To make it possible for entities that know the root block’s key to encrypt the rest of the graph, we should add them to every link before we’re encrypting the blocks. Also, the CIDs should reference the hash of the encrypted blocks instead of the “original” blocks.
The resulting links will thus be a { key, cid }
pair. (There’s some bike shedding to do on what this should encode to exactly. E.g. it could be its own CBOR tag.)
To solve the pinning problem I propose we “just” reuse the private HAMT, similar to how we use it for private files & directories today. (As a recap for anyone not familiar with the private HAMT: It stores encrypted blocks as blobs without further links under keys that are saturated namefilters which can be checked against for write access.)
This means we need to walk the DAG and put each block into the HAMT.
The key that each block should be put in should be the bloom filter saturate(add(ldFileHeader.bareNameFilter, [block.cid, block.key]))
.
With this construction we arrive at these trade-offs:
- An LDFile’s underlying DAG structure is hidden. To an observer without keys all blocks in the HAMT have no relation to each other.
- The LDFile’s content is completely encrypted.
- Parts of the LDFile can be changed without having to re-encrypt every block, because the keys used for each block are chosen independently. You only need to re-encrypt the “spine” of your change, similar to what happens when you need to update a node in a dag-cbor DAG and need to update the hashes of parents.
- Given any HAMT containing all blocks & the LDFile header bare namefilter & root DAG node CID & a key to unlock root node, you can efficiently decrypt all of the DAG’s nodes by following the links, constructing the namefilters, looking the next node(s) up in the HAMT & decrypting them, etc.
- A third party without encryption keys can verify that a write to all nodes of the DAG in the HAMT is authenticated with respect to a UCAN giving write capabilities to the LDFile header.
- It is not possible to give write access to only a fraction of an LDFile.

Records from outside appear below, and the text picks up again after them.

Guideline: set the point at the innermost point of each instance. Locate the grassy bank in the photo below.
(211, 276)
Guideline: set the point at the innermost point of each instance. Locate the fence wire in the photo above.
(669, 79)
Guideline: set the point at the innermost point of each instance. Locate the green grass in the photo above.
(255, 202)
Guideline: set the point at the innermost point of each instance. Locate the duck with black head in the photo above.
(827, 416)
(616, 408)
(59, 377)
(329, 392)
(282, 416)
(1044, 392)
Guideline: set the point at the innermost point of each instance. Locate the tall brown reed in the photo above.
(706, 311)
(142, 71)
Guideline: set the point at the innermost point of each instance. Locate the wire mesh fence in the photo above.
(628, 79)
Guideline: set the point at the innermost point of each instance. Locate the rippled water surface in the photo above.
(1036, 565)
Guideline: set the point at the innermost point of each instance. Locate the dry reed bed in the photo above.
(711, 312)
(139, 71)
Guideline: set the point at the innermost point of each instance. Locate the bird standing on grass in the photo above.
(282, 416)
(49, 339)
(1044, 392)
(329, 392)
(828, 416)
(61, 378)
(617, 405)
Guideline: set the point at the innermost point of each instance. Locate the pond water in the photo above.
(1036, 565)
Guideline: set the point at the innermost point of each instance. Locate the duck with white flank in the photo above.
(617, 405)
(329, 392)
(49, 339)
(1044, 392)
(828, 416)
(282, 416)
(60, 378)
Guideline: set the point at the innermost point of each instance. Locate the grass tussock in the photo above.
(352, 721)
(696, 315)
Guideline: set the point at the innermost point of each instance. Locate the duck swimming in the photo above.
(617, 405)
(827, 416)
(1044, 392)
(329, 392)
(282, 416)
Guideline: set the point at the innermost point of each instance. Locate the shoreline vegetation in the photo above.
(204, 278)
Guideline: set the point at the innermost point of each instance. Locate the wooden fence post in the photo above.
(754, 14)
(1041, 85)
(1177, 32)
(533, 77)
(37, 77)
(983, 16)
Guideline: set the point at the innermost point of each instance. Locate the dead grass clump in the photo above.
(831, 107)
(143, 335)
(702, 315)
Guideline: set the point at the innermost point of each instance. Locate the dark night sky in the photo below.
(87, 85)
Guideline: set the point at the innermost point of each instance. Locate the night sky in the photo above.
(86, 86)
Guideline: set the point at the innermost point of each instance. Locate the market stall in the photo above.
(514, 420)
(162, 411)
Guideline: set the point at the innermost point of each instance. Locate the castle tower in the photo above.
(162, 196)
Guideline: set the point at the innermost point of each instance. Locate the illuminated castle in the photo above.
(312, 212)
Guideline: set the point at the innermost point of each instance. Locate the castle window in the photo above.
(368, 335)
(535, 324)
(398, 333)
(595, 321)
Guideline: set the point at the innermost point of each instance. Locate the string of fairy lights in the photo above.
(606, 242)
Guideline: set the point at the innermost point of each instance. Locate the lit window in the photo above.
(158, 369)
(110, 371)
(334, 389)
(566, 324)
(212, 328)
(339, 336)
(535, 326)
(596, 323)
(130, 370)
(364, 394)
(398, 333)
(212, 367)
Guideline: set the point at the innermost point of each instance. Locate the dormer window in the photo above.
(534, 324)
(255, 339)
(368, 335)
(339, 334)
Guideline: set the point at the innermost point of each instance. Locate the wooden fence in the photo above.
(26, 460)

As you can see, what distinguishes LDFiles from regular private files & directories is that they’re a single entity as far as WNFS is concerned: You’re meant to only provide read and/or write access to the LDFile as a whole, never only a part of it.
I think that’s the right trade-off given I think the main use-case for this is files that only make sense to an application as a whole, and I think we don’t want to define merge-semantics for blocks within those files in general, only for their headers. (And then the application can have its own custom merge semantics.)
There’s a couple of different approaches I’ve considered:
- Only store
{ key }
as links. I.e. remove thecid
s. However, that only works if every time you want to encrypt a block with different content, you encrypt it with a completely new key. Otherwise you’d have clashing entries in the HAMT (one namefilter pointing to two blocks). This would make applications that have some scheme for choosing keys (e.g. some custom ratchet) impossible. - Make the keys used for encryption predictable. E.g. have a canonical path for each block in the DAG and hash it together with the LDFile’s header’s key to gain the encryption key for that block.
However, this means you’d need to re-encrypt the whole DAG on every change. - Even simpler: Use the same key for the whole DAG. This also needs a re-encryption of the whole DAG on every change.
- Store a ratchet & inumber in the links: This makes it possible to seek ahead individual blocks. I don’t think that’s a feature we want for LDFiles, which should be considered like a structure that only makes sense as a whole.
- Store the saturated namefilter + key instead of a CID + key in each link. This makes it efficient to look up the next node even if you don’t have the bare namefilter from the LDFile’s header. However, this greatly increases the size of each link (additional 256 bytes instead of 32 additional bytes) and I think it goes against the “LDFiles considered as a whole” idea.